LONSDORF: All of which allowed us to anticipate. But now, with so much that we can't do these days, even seemingly ordinary objects can give us the same opportunity, like a new set of plates for an eventual dinner party, a sparkly cocktail dress or a bicycle, which is what Chase Hensel (ph) recently bought.
CHASE HANSEL: The kind of classic English folding bicycle called a Brompton, which folds up really small.
LONSDORF: He and his wife live in Alaska, but they have two small granddaughters living in London. They haven't seen them in well over a year. So Chase bought the bike to take with him when they finally do get to visit, since his grandkids are just learning how to ride bikes now. He likes to picture what it'll be like to ride in the park with the older girl barreling off after being in lockdown for so long.
HANSEL: Just kind of racing off ahead, you know, and that just sort of sense of freedom of her being able to, like, just take off and, you know, go a hundred yards away and then then circle back.
LONSDORF: It's helped him think more concretely about post-pandemic times.
HANSEL: I think buying the bike was sort of putting a marker towards the future and saying, this will happen.
LONSDORF: There are lots of ways to benefit from this effect. And with money tight for a lot of people right now, it doesn't have to be a big purchase. Stephanie Califf (ph) in Austin, Texas, started out small. She adds money every month to a savings account specifically for post-pandemic times.

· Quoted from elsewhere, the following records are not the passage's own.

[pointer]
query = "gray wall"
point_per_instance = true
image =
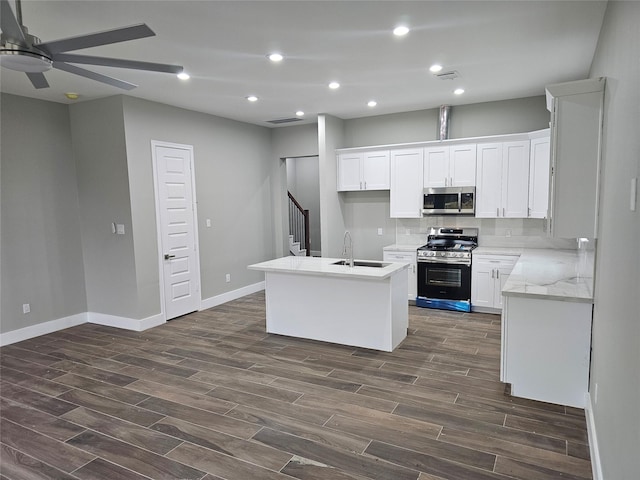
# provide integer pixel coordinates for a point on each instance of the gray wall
(97, 130)
(232, 164)
(41, 250)
(480, 119)
(615, 357)
(332, 215)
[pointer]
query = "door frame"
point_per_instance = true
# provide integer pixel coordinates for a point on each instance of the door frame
(194, 205)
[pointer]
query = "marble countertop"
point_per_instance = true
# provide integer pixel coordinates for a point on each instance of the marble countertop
(550, 274)
(513, 251)
(324, 267)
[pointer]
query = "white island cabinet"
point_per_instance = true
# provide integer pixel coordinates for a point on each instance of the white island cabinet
(361, 306)
(409, 255)
(546, 328)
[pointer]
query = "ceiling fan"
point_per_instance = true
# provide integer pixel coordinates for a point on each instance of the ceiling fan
(23, 52)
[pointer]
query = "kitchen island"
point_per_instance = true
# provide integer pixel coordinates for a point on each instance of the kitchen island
(546, 326)
(312, 297)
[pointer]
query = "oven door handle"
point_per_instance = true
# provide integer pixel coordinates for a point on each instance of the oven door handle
(452, 261)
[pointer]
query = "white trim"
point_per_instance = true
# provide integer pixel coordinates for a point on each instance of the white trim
(154, 144)
(232, 295)
(51, 326)
(594, 451)
(124, 322)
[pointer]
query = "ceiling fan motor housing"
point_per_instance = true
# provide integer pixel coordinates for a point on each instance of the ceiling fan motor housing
(24, 57)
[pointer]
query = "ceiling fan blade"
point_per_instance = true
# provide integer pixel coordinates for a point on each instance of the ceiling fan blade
(9, 23)
(96, 39)
(94, 76)
(117, 62)
(38, 80)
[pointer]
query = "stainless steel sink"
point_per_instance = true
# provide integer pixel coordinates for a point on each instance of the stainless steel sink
(363, 263)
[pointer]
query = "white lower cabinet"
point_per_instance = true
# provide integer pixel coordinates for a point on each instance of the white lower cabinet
(411, 259)
(546, 348)
(488, 275)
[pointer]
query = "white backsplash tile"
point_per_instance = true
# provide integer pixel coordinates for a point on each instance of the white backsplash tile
(492, 232)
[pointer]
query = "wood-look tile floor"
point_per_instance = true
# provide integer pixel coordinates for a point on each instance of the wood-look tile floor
(211, 396)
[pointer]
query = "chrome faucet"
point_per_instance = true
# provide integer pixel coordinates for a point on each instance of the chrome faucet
(344, 248)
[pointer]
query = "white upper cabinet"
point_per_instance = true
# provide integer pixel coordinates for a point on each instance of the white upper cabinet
(539, 176)
(576, 131)
(450, 166)
(515, 186)
(349, 167)
(489, 180)
(406, 183)
(502, 180)
(363, 171)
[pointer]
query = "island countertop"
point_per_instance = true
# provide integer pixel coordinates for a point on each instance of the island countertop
(323, 266)
(550, 274)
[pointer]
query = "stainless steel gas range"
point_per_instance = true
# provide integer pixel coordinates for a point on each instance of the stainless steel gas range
(444, 269)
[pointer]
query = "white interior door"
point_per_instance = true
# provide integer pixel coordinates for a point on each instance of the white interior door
(173, 165)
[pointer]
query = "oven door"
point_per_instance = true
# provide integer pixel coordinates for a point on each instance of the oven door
(444, 280)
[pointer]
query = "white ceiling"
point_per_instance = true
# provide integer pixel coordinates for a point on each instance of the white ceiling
(501, 50)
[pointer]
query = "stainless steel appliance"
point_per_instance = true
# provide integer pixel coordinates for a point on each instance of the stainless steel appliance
(449, 201)
(444, 269)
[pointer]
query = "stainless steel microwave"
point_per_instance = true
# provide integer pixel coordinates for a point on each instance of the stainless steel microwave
(449, 201)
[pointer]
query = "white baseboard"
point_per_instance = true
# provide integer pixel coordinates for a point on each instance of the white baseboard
(124, 322)
(232, 295)
(594, 451)
(51, 326)
(42, 329)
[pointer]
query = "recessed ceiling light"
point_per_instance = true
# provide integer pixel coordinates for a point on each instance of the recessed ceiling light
(400, 31)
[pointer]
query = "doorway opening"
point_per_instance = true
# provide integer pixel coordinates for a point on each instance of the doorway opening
(303, 183)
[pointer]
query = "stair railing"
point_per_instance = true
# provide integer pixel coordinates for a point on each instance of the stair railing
(299, 223)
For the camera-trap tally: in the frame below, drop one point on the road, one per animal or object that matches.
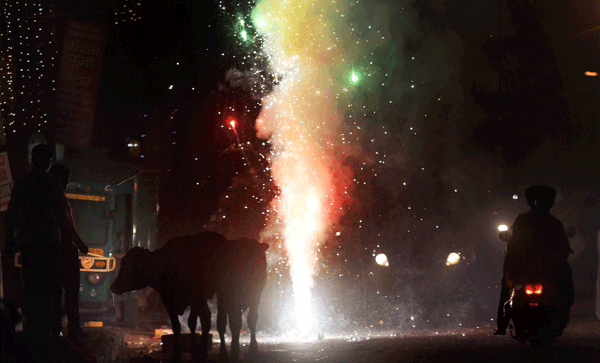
(580, 343)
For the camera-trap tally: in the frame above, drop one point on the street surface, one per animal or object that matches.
(580, 343)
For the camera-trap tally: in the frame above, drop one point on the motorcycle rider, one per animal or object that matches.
(538, 239)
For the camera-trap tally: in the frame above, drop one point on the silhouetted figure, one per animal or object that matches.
(70, 272)
(501, 320)
(35, 220)
(538, 239)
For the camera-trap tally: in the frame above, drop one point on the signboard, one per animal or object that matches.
(6, 183)
(78, 81)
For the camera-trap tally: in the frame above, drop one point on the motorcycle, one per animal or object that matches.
(537, 307)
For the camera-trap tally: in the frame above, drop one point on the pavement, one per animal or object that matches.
(114, 344)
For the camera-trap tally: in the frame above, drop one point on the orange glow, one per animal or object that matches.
(533, 289)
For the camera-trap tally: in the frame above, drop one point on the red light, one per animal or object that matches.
(533, 289)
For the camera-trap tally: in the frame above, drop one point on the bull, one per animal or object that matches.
(240, 280)
(179, 273)
(188, 271)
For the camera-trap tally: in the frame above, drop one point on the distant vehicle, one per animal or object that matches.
(115, 207)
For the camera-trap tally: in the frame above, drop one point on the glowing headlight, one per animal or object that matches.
(452, 259)
(93, 278)
(381, 260)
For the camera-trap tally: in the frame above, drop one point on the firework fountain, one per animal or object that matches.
(313, 50)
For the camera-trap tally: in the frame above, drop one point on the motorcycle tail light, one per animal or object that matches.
(531, 289)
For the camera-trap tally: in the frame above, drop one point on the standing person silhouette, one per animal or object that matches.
(36, 218)
(70, 273)
(538, 239)
(501, 320)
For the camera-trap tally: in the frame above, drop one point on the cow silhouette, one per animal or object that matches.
(188, 271)
(178, 272)
(240, 279)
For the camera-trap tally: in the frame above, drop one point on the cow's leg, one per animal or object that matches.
(192, 319)
(204, 311)
(176, 357)
(252, 319)
(222, 326)
(235, 325)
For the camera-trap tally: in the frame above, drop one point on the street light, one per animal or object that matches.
(382, 260)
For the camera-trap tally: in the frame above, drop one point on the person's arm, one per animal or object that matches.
(512, 260)
(81, 246)
(61, 205)
(563, 248)
(11, 220)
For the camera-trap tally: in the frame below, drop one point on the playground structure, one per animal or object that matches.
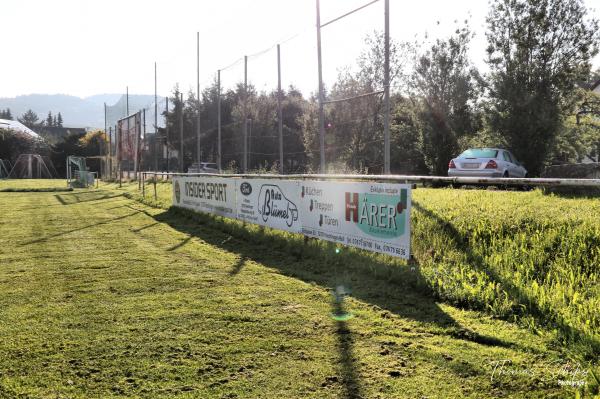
(32, 166)
(5, 168)
(78, 175)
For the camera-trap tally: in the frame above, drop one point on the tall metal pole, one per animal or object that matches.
(279, 110)
(110, 152)
(245, 161)
(386, 88)
(167, 131)
(118, 150)
(105, 134)
(144, 138)
(181, 134)
(321, 99)
(156, 146)
(198, 97)
(219, 119)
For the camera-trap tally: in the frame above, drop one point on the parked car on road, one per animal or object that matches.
(486, 162)
(203, 167)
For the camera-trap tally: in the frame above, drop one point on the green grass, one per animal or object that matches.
(102, 296)
(32, 184)
(517, 255)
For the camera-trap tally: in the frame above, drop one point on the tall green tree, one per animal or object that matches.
(6, 114)
(538, 50)
(443, 85)
(29, 119)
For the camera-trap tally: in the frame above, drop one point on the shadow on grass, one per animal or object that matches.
(238, 266)
(79, 197)
(544, 316)
(391, 288)
(62, 233)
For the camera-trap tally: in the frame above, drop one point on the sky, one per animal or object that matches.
(84, 48)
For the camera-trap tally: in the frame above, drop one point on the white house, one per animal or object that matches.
(18, 126)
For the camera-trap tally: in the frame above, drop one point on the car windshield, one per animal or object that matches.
(479, 153)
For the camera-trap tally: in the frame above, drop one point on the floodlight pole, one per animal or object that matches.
(155, 122)
(181, 133)
(279, 110)
(386, 88)
(219, 119)
(167, 131)
(110, 152)
(105, 132)
(198, 97)
(245, 126)
(321, 99)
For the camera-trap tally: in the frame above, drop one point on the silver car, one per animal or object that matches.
(486, 162)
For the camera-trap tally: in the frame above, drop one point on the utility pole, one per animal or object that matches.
(105, 134)
(250, 142)
(386, 88)
(144, 138)
(110, 152)
(279, 111)
(156, 146)
(181, 133)
(219, 119)
(138, 132)
(321, 99)
(198, 97)
(245, 161)
(167, 132)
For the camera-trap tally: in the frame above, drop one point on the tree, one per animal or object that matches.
(29, 119)
(443, 85)
(538, 50)
(6, 114)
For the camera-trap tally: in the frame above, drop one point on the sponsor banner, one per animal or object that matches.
(207, 194)
(269, 202)
(371, 216)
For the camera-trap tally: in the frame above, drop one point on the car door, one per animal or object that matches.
(518, 170)
(508, 163)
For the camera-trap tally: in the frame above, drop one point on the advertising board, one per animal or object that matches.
(206, 194)
(371, 216)
(269, 202)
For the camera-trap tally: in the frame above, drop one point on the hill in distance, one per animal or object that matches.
(85, 112)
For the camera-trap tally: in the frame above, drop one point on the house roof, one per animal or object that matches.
(18, 126)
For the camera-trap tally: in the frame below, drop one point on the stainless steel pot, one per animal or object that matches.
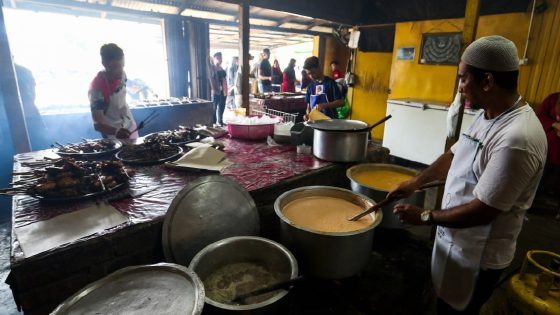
(323, 254)
(389, 219)
(271, 255)
(341, 140)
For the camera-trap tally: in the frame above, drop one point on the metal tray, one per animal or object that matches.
(207, 210)
(147, 137)
(93, 155)
(152, 162)
(151, 289)
(81, 197)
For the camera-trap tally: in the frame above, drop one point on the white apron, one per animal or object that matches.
(118, 114)
(457, 253)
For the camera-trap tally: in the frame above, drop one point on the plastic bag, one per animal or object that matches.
(343, 111)
(453, 115)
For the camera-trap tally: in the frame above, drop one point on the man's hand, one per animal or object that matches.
(408, 214)
(122, 133)
(403, 190)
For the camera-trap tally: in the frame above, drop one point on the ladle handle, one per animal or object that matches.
(380, 122)
(274, 287)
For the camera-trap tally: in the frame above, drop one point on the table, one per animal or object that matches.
(39, 283)
(288, 104)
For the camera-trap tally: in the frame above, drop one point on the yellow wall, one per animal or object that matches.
(437, 83)
(369, 99)
(410, 79)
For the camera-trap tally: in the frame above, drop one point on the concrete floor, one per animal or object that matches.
(390, 269)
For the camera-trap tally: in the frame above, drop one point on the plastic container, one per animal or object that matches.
(250, 132)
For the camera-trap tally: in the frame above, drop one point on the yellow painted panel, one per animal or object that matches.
(316, 46)
(369, 99)
(410, 79)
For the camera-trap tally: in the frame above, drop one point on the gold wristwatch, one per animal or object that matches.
(426, 217)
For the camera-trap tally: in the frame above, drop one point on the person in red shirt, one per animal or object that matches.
(336, 74)
(549, 115)
(289, 79)
(107, 95)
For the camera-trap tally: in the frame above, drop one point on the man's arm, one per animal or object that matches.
(437, 171)
(471, 214)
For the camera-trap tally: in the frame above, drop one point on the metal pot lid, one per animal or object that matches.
(338, 125)
(151, 289)
(207, 210)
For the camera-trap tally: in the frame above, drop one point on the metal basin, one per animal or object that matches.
(389, 219)
(327, 255)
(272, 256)
(340, 140)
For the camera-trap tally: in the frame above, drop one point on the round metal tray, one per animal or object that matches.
(93, 155)
(151, 289)
(207, 210)
(179, 152)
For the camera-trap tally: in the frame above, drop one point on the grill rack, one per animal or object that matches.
(263, 110)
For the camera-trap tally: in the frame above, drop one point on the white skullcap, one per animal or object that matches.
(494, 53)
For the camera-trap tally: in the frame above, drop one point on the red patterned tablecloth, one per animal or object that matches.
(256, 165)
(288, 104)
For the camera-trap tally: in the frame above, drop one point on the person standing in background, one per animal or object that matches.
(305, 79)
(276, 76)
(231, 79)
(254, 74)
(322, 93)
(35, 126)
(336, 74)
(218, 85)
(107, 96)
(265, 73)
(289, 77)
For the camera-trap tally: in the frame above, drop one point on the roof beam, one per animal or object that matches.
(86, 6)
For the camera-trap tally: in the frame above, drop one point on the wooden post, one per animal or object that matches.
(469, 33)
(9, 90)
(244, 53)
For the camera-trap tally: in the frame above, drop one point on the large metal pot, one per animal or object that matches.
(271, 255)
(341, 140)
(323, 254)
(389, 219)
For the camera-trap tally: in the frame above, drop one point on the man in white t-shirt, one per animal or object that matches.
(492, 174)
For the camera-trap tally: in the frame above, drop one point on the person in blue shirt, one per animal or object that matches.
(322, 92)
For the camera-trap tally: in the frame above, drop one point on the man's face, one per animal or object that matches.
(314, 73)
(470, 89)
(114, 68)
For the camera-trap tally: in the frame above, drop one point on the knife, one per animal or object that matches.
(373, 208)
(387, 201)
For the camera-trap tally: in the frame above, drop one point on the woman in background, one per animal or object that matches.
(289, 79)
(276, 76)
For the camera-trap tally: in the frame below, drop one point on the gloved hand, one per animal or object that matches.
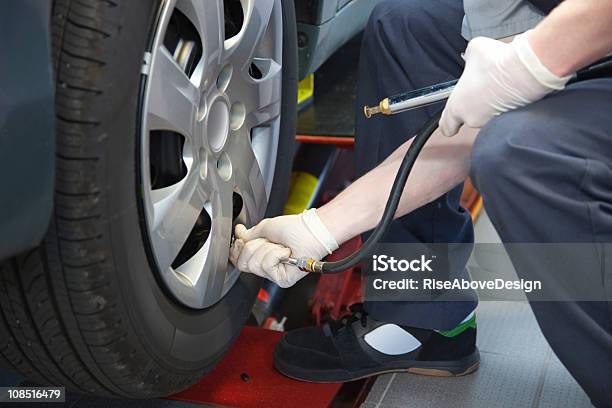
(261, 249)
(498, 77)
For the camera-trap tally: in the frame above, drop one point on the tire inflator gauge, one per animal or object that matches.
(401, 103)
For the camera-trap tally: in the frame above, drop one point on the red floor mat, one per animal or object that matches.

STEPHANIE CALIFF: When this is all over and everyone's doing great, then I can finally have some money to spend on myself, a sort of a reward for making it through this whole thing.
LONSDORF: Califf has barely left her house for almost a year, so when she pictures spending the money, it's at her favorite restaurant in town.
CALIFF: And I get to talk to the waiter at the bar. And I get my coffee. And the newspaper's on the table and just the noise of everyone being around. It's going to be really nice. Because it's been really quiet in my house, so I'm excited to get back into some noise.
TOM GILOVICH: We've been in lockdown for so long that this unexceptionable thing can nonetheless have that effect.
LONSDORF: The effect of anticipation. Tom Gilovich is a professor of psychology at Cornell University. He says usually it's experiences like vacations or concerts that do this and extend the value of your purchase. But right now in the pandemic, we're craving the commotion of everyday life.
GILOVICH: And so anything that you're planning that gets that going might very well provide the same kind of benefits that, let's say, looking forward to an exotic vacation does.
LONSDORF: So go ahead. Buy the high heels. Get some fun glassware for a someday cocktail party. Plan that trip for 2022. Let yourself dream. It's worth more than you might think. Kat Lonsdorf, NPR News.